Black OlivesBlack Olives
© Denzil Green

Contents hide
  • 1 Cooking Tips
  • 2 Language Notes
  • 3 Related entries
Black Olives are olives that have been left on the tree to mature and ripen. They are usually picked late in the year, November to December, sometimes into January. Black is just a generic term. They will seldom be absolutely jet black. You will see shades of deep purple, black, reddish-brown or brown. Many will even be hues of dark purples or deep olive greens that wouldn’t be out of place on army camouflage.

Black Olives don’t need to be cured, as green olives do. They will just be brined or salted to season and pickle them. They do, though, have to be pickled longer than green olives, because they didn’t have the curing process.

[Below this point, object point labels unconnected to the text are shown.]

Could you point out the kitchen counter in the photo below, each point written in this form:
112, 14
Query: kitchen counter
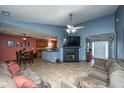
50, 55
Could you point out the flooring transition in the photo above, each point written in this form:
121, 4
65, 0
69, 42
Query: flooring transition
55, 72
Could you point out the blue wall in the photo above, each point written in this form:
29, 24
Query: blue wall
44, 28
100, 25
119, 28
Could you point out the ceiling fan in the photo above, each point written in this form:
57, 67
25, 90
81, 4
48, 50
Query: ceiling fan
24, 36
71, 28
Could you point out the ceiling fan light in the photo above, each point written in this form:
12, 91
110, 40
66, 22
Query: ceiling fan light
24, 38
68, 31
69, 26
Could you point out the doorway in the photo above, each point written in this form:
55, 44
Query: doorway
100, 49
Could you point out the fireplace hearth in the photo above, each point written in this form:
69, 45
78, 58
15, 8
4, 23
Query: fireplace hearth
71, 54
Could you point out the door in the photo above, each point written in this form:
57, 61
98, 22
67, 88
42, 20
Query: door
100, 49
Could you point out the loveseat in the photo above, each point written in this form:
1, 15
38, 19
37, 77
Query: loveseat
103, 74
7, 81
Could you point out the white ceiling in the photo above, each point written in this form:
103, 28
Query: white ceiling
102, 37
56, 14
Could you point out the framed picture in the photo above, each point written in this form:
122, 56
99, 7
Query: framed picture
19, 44
10, 44
26, 44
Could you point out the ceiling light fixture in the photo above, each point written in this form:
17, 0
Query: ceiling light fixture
72, 29
5, 13
24, 37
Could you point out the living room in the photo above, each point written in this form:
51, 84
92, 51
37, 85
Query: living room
66, 52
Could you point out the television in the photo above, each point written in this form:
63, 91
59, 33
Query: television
71, 41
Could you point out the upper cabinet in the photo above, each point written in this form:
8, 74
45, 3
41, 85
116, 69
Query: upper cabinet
42, 43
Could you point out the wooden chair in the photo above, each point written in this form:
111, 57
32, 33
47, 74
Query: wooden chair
24, 57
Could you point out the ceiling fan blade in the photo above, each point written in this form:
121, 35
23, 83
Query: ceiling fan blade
68, 31
80, 27
70, 26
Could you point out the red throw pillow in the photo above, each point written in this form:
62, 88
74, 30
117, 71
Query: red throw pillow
23, 82
14, 68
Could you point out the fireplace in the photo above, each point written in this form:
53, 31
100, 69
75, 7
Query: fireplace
71, 54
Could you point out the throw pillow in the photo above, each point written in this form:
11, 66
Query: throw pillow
14, 68
86, 84
23, 82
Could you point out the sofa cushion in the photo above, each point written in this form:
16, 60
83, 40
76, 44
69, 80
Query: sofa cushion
14, 68
90, 82
4, 65
6, 81
108, 64
115, 66
98, 74
99, 67
4, 69
117, 79
23, 82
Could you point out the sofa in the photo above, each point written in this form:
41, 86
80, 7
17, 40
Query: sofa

They are usually ready to eat or package 70 days after harvest.

They have a sweeter, fuller flavour than green olives, though they lack the tartness and zing. Their texture will be softer.

They can’t be mechanically pitted, as they are too soft to stand up to the machines, so they are almost always sold with the pit still in. At least, that’s what the industry says — though somehow, the raisin industry has figured out how to sell pitted raisins, causing raisin pitters to disappear from kitchens around the start of the 1900s.

Black olives are sold in jars, tins or in plastic tubs at deli counters.

These are very different from the Californian Black Olives sold in North America. Those are green olives, dyed black.

Cooking Tips

Black Olives are the olives most often used to make tapenade.

Pitting them is quite time consuming. There are three ways. Which way works depends on what type of olive — some cling more to their pits — and, on how sore your hands get after a few minutes of doing this.

  • Try to squeeze them until they pop out their pit; or
  • Put on a cutting board, and whack with the side of a big flat knife, like a French knife, and hope that the pit will pop out on its own, or can be extracted easily; or
  • Make an incision all the way around the olive, with a knife or by cutting with kitchen scissors, and pry the two halves apart to expose and extract the pit.

You might have to use a combo of all three on the odd stubborn olive.

Whichever way you go, you’ll find yourself thinking there’s got to be a better way, but astonishingly no one seems to have come up with anything else yet. Mind you, you can always pawn the task off on a friend.

Nutrition Facts

Per 30 g (1 oz) unpitted

Amount
Calories
39
Fat
3.5 g
Saturated
.4 g
Cholesterol
0 mg
Carbohydrate
1.7 g
Fibre
1 g
Sugars
0 g
Protein
.3 g

Language Notes

If a recipe calls for “ripe olives”, what it means is “black olives.”